Food is so important for any party that has a lot of alcohol, and if you can make it fit your theme, even better! ‘Grandma Baltar’s Homemade Aerilon Ziti’ was actually the Dad-to-Be’s recipe with a fun sign and it was amazing! Our salad was supposed to look like the maelstrom art, and it almost does. We decorated cupcakes with the maelstrom art, too, which you can see on the cover photo above. The Cylon Raider crescent rolls are just normal Pillsbury crescent rolls with pieces of red ‘V’s of bell pepper stuffed into them before you stick them in the oven. I saw the idea during a Google search and it was super easy. Plus, feasting on Cylon Raiders is awesome! My attempt at cake decoration was…not awesome, but you can at least tell what I was going for. The person who usually decorates cakes for my parties is the Mom-to-be, and I felt bad asking her to decorate her own cake. She ended up coming over and helping with the cupcakes, which is why they actually look good. Not that looks matter with food- it all tasted delicious!
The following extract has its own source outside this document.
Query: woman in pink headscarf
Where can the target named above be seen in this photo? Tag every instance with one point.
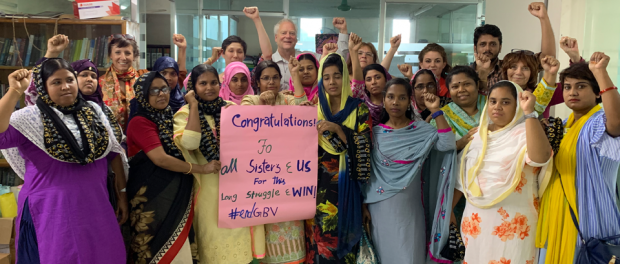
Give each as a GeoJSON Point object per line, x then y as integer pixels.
{"type": "Point", "coordinates": [236, 82]}
{"type": "Point", "coordinates": [308, 71]}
For party activities, I set a rocket party themed table cloth on my dining room table with blank onesies and bibs. I filled some vintage Battlestar Galactica paper cups I found on E-bay with fabric pens and let people go to town. You can tell by some of our winners that I have ridiculously awesome friends. The Cylon spine one glows in the dark! I ordered the table cloth, cupcake stand, plates and star paper for the walls from Oriental Trading. We also did a raffle for some of the wine.
This was a great party! It was relaxed and fun and everybody enjoyed themselves. The theme really made it a lot cooler than your classic baby shower. A few guests even wore their Fleet uniform, including the incredibly cute Mom-to-be!